Are we ready to embrace Cloud Computing?
Monday, November 21, 2011 at 11:17PM It is safe to say that by now most of us have either heard or read about the Cloud Computing model, so as a quick overview, Cloud Computing is a model for the delivery of computing solution as a service than a product. Looking at it from a utility perspective, companies would pay for metered consumption of IT services. Cloud computing can be either private or public. As the names may suggest, public clouds (e.g. Amazon Web Services, Apple iCloud, and Google applications) deliver IT services using shared infrastructure, where as with the private clouds, the client organization is fully responsible for setting up their infrastructure, maintaining and managing it.
Organizations are continually looking to mitigate issues associated with high availability of their business process systems and other critical systems. They typically achieve this by increasing their capital investments in IT (procurement of additional network hardware, virtualized network infrastructure, or a hybrid model), and hiring specialized IT staff to support their infrastructure.

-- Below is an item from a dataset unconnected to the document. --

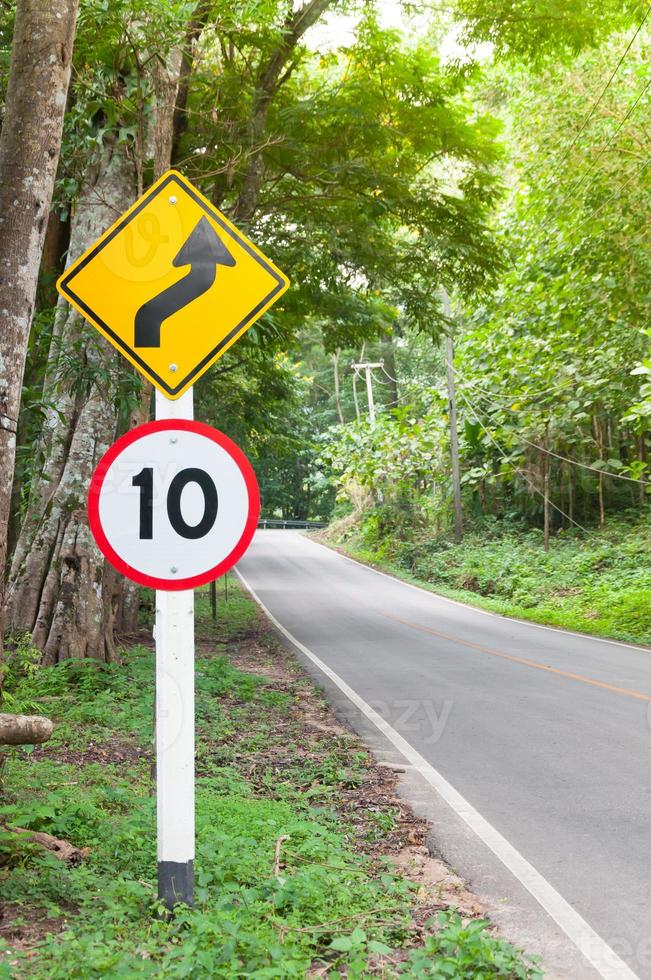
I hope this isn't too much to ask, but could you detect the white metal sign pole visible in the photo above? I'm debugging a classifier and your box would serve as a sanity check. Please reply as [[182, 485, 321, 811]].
[[155, 388, 194, 909]]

Given the current state of the global economy, organizations are increasingly being pressured to cut cost, while increasing innovation and remaining competitive. Cloud computing model provides an opportunity for organization to lowers IT barriers to driving innovation. According to a research by McKinsey & Co., cloud computing can cost twice as much as in-house IT infrastructure, which works to the advantage of small and medium sized companies (2009, p. 19-27). The reason being the small companies don't have the resources to develop internal IT infrastructure so financially speaking it provides a decent one stop managed solution for them. On the flip side large organizations have the resources to setup their internal infrastructure (private cloud or any mix of the computing models) and allocate costs associated with staffing and resources to divisons or business units within the organization. Viability of cloud computing solution depends on cost transparency, security and compliance.
There are 3 Categories of Cloud Computing:
- Infrastructure-as-a-Service (IaaS) – In this situation the client organization simply wants to take advantage of the infrastructure provided in the cloud, and they have internal IT expertise.

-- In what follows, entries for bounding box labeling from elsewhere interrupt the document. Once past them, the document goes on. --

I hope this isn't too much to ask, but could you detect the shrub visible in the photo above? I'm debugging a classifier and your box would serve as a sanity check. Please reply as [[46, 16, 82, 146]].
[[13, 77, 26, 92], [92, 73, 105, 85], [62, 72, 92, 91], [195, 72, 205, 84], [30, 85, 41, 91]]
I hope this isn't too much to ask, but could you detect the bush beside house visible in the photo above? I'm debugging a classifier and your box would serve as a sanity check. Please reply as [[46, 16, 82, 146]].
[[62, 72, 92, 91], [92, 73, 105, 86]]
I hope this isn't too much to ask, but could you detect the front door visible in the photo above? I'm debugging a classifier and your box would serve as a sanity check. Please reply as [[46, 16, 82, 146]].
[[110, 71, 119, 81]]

- Platform-as-a-Service (PaaS) – Client organization can utilize the existing cloud-based platform to develop their own custom application (e.g. Java, .Net, etc)
- Software-as-a-Service (SaaS) – Largest growing cloud market. Suite of applications reside within the cloud.
Pros/Cons of adopting a cloud computing model
Pros:
- Customers rent the use of technology instead of purchasing, shifting IT from a combination of capital and operating expense to an operating expense only.
- Vendors would be responsible for maintaining, backup, supporting the infrastructure
- Fast, flexible, scalable, efficient, inexpensive and ease of access
Cons:
- Public clouds may not provide the required security for all organizations
- Creation of private clouds on the other hand would provide a much more tailored solution to the organizations, but at a very high cost.
- There are some regulatory barriers to entry for public clouds
- US Health Insurance Probability and Accountability Act, has specific and strict requirements for organizations handling personal health data.
- European Union (EU) prohibits transfer of data to countries outside Europe without prior consent.
- Reliability on the uptime of network
- No standardized architectural model, so instead client organizations need to be aware of a set of approaches to adopting a cloud computing model.
- Cost of process change
Some of you may have some interesting insight on this topic and to get you started, consider the following questions:
- What is your experience working with a SaaS solution?
- In your opinion what are some of the business implications on full adoption of cloud computing model?
- How would you manage governance in a cloud computing scenario?